El estudio deja un sabor agridulce: el fantasma del hundimiento de la población sigue presente aunque no lo percibamos, y lo está en la estructura de edad de los propios asturianos, condenados a sufrir más bajas que altas, a registrar más defunciones que nacimientos, en un proceso que se agudizará las próximas décadas a medida que el grupo de edad más numeroso empiece a escalar la cúspide de la pirámide de población.
No obstante, lo sucedido desde 2022 invita a considerar las posibilidades que tiene Asturias para paliar esos efectos y, sobre todo, a preguntarse qué ha sucedido para que de pronto el Principado haya recibido un insospechado aluvión de inmigrantes, no solo procedentes del extranjero, sino de otras comunidades autónomas.
Estas son las claves:
En el año 2022, Asturias registró su mínimo demográfico desde los años 60 del pasado siglo.
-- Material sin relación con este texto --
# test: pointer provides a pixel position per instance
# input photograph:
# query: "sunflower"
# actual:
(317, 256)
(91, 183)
La región venía encarando una sangría de habitantes imparable y nada hacía prever que sobrepasase a finales de ese mismo año la frontera del millón de residentes. Había en 2022 1.004.960 asturianos. Pero desde entonces, la región ha experimentado un repunte de población. Se trata, en apariencia, de una buena noticia tras una década en descenso. Pero la razón no obedece a una recuperación estructural, sino a un “efecto rebote” ocasional y que exclusivamente sostiene la inmigración.
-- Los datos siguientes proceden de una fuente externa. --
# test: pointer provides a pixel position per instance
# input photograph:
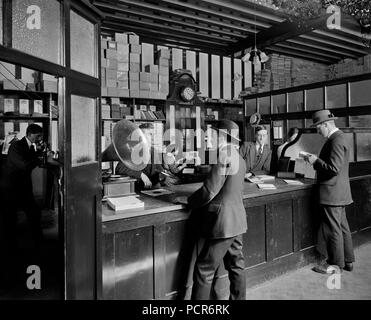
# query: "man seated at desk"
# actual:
(157, 169)
(257, 155)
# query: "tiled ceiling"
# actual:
(229, 27)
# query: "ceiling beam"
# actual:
(334, 44)
(156, 33)
(244, 9)
(183, 15)
(172, 21)
(275, 49)
(232, 17)
(168, 28)
(175, 43)
(328, 49)
(282, 32)
(308, 50)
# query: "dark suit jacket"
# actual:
(218, 204)
(254, 163)
(20, 162)
(152, 170)
(332, 168)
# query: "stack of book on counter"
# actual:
(125, 203)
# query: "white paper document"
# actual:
(125, 203)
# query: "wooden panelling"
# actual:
(134, 264)
(254, 238)
(282, 228)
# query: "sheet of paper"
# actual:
(293, 182)
(266, 186)
(157, 192)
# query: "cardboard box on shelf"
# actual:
(135, 48)
(111, 74)
(144, 85)
(144, 76)
(123, 84)
(123, 66)
(110, 54)
(121, 38)
(112, 64)
(134, 66)
(112, 92)
(104, 92)
(133, 39)
(134, 75)
(144, 94)
(122, 75)
(134, 85)
(112, 45)
(134, 57)
(134, 93)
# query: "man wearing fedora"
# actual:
(220, 214)
(257, 155)
(332, 166)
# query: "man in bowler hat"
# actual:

Las cifras provisionales para enero de este año sitúan la población asturiana en 1.014.112 personas; incluso la última actualización del INE, provisional y correspondiente al mes de abril, mejora la cifra: 1.014.921 habitantes.
Ni siquiera se ha vuelto a los niveles de población de 2020 y todo optimismo debe ir con suma cautela. El crecimiento en tres años ha sido de unas 9.000 personas, algo menos del 1% de la población regional; no está mal, pero hay que tener en cuenta que por la pérdida vegetativa (defunciones frente a nacimientos) el Principado se ha quedado sin unos 26.000 asturianos. Por suerte, ese hueco se ha cubierto con creces gracias a la inmigración. Pero hay un hecho que no puede olvidarse: la región crece al tiempo que envejece, pierde nacimientos, suma defunciones y sigue siendo incapaz de generar reemplazo generacional.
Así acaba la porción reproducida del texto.